Today's Wall Street Journal has an interesting piece on the obsessive folding habits of legions of Americans trained in symmetry by The Gap and its clothing compatriots. "The ranks of obsessive folders have swelled as a generation of Americans has done stints as clothing-store clerks," writes Jennifer Saranow. "Now, after countless hours spent neatly folding and stacking, their peculiar idea of perfection is straining marriages and leading to bizarre behavior." What follows is a slew of stories of people who, like military lifers, have had folding practices so drilled into them that they are unable to adapt to civilian life: "'It's been programmed into me," says Marcos Chin, a 33-year-old freelance illustrator in New York, who folds his jeans the same way he did in the 1990s when he gave folding seminars for clerks at Gap.'" Maybe I'm just not naturally compulsive. Maybe it's my latent rebellion. But, speaking as a retail professional, I've never felt the slightest desire to bring this particular facet of my work home with me.

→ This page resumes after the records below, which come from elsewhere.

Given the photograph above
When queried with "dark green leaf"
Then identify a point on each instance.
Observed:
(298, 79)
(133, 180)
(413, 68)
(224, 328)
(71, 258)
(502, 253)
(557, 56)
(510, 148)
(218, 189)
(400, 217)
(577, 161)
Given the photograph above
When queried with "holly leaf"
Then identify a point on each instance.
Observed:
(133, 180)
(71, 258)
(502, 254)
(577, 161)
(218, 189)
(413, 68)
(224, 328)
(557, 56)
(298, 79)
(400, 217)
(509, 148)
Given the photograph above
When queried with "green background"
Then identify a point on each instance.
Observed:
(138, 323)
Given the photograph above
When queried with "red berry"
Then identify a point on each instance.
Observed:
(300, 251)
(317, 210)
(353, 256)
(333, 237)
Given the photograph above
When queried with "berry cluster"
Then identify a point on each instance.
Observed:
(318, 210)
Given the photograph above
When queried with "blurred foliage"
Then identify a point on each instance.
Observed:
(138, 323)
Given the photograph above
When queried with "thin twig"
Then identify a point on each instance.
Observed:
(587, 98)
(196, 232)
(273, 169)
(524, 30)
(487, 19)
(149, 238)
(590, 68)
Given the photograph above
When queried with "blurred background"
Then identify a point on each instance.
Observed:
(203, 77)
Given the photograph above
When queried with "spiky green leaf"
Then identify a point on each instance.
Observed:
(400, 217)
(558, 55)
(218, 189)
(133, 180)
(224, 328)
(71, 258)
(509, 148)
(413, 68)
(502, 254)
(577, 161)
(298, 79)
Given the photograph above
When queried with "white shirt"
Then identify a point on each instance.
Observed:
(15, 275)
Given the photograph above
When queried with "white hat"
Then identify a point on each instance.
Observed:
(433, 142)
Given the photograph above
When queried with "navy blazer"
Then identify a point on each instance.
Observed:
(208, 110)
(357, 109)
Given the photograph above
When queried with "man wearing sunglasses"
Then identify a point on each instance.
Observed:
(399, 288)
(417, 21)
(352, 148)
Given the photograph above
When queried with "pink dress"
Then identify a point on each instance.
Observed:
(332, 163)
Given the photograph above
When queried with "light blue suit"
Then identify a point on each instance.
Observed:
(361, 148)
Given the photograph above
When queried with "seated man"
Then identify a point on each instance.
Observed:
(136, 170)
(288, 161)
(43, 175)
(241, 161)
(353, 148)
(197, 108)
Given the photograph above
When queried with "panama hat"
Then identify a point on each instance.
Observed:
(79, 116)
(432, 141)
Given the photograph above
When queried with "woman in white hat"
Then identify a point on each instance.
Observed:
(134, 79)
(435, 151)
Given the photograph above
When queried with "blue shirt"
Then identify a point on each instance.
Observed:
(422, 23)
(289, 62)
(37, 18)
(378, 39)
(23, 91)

After all, what distinguishes a job from a career is the ability to leave it behind you when you get on the subway. What's more, I've always relished the strict line that divides my chaotic reality from the the hyper-organized universe of the store. At home, I subscribe to the "floor-drobe" school of organization. Garments comingle in squalid anarchy on the floor, chairs, bureau and closet. Underpants dance in jubilant heaps in drawers; bras prance from the edge of the mirror. When I do manage to impose some order - on laundry day, perhaps - my piles are flaccid and asymmetrical, colors and styles impudently tangled. I once had a therapist suggest that the chaos of my personal surroundings are a response to the tight control I exert over my relationships. Personally, I prefer to believe I had a large staff in a past life.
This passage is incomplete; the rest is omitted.